Article in the Mail Online says'Healthy' School Lunchs Have as much Sugar as 10 Donuts

Interested, as I pack school lunches 5 days out of the week, I wanted to know what 'seemingly healthy' choices were duping me into thinking they were good for my kids but in reality laden with sugar. As I read the Mail's article I realized that my definition of healthy and the consumer watchdog surveyor are very different.

The five items in the snapshot include Robinson's Fruit Shoot orange juice. If a 'consumer watchdog' can't differentiate between fruit juice and fruit drink, we are all in trouble nutritionally. Second, the fruit strings, which I will assume as equivalent to our fruit rollups and not considered a fruit source in my books. In my books fruit strings or rollups are considered candy.
The third item I had to google because I didn't have a clue as to what a Munch Bunch Double Up fromage frais was. Again, the food item is not even close to a healthy choice just because the packaging says 'calcium' on it.

The writer of this article calls the Dairylea Lunchables Ham 'n' Cheese Crackers the saviour of the choices. With a chemical ingredients list as long as my arm, I don't see it as a health saviour at all.
And finally the last sample item, Kellogg's Frosties cereal bars.
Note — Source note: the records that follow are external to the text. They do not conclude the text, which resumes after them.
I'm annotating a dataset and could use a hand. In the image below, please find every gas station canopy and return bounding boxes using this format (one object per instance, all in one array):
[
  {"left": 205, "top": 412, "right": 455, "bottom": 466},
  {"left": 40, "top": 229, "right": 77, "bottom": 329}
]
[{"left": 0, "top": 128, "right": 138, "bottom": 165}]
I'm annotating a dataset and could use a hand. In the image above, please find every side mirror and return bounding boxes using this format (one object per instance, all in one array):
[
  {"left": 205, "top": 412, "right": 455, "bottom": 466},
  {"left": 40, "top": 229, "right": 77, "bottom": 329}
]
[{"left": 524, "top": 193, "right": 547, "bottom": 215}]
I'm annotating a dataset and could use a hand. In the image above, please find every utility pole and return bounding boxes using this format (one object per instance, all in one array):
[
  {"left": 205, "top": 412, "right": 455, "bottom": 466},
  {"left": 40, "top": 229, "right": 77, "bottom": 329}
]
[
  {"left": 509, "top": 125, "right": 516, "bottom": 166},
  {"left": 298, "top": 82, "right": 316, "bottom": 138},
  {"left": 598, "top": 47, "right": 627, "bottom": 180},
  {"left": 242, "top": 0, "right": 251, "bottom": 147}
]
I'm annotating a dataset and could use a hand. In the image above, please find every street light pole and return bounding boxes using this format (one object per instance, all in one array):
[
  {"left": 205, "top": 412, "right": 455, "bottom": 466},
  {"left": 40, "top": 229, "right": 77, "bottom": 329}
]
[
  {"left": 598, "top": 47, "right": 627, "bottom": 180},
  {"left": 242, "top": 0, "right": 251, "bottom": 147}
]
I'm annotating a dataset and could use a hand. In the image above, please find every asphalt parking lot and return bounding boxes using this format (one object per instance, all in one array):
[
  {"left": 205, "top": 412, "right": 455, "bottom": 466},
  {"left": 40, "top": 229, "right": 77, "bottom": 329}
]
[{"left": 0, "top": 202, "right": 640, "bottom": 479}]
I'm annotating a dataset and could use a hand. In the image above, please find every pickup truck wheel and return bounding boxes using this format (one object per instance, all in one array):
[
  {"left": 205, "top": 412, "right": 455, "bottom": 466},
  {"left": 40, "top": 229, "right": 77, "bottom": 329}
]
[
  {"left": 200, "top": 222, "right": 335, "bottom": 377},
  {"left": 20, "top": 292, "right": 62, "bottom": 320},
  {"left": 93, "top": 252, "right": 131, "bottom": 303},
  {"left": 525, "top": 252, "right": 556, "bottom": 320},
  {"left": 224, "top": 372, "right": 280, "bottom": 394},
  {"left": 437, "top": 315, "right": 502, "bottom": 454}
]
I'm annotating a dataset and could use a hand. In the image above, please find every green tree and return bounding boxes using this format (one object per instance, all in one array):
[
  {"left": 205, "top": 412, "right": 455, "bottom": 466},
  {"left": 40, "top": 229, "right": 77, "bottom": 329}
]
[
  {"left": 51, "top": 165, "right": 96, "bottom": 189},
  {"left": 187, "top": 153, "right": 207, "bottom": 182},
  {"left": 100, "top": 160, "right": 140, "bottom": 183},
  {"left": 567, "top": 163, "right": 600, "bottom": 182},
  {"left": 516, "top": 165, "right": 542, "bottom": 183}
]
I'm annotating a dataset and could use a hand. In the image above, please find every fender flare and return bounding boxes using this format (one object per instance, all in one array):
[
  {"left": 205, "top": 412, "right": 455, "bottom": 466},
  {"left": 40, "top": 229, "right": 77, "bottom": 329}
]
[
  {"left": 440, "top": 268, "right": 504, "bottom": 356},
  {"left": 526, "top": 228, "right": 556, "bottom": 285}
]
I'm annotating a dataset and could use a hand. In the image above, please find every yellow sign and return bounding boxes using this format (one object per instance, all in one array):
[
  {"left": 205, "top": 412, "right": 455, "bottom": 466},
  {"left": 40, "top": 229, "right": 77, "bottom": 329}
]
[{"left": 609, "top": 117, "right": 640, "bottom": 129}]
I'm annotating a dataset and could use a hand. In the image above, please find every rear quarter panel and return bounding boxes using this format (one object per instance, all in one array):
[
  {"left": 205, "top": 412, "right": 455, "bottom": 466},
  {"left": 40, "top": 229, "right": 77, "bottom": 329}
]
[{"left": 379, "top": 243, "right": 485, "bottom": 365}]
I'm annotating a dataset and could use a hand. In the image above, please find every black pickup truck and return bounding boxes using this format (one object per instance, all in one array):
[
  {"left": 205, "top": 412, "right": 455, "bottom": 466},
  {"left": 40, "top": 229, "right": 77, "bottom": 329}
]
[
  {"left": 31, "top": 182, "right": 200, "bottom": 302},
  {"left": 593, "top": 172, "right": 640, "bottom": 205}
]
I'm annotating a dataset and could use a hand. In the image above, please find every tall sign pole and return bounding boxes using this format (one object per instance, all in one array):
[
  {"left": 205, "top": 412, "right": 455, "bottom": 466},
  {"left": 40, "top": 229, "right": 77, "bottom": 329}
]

Kellogg's says it's a healthy choice because it's a low fat alternative to chocolate.
I think I'll stick to my definition of 'seemingly healthy.'
My snapshot lunch: 100% pure apple juice (Oasis), One organic yogurt, One container filled with cut up kiwi and strawberries, One whole wheat bagel with organic cream cheese, One container of cut up cucumbers with ranch dressing dip.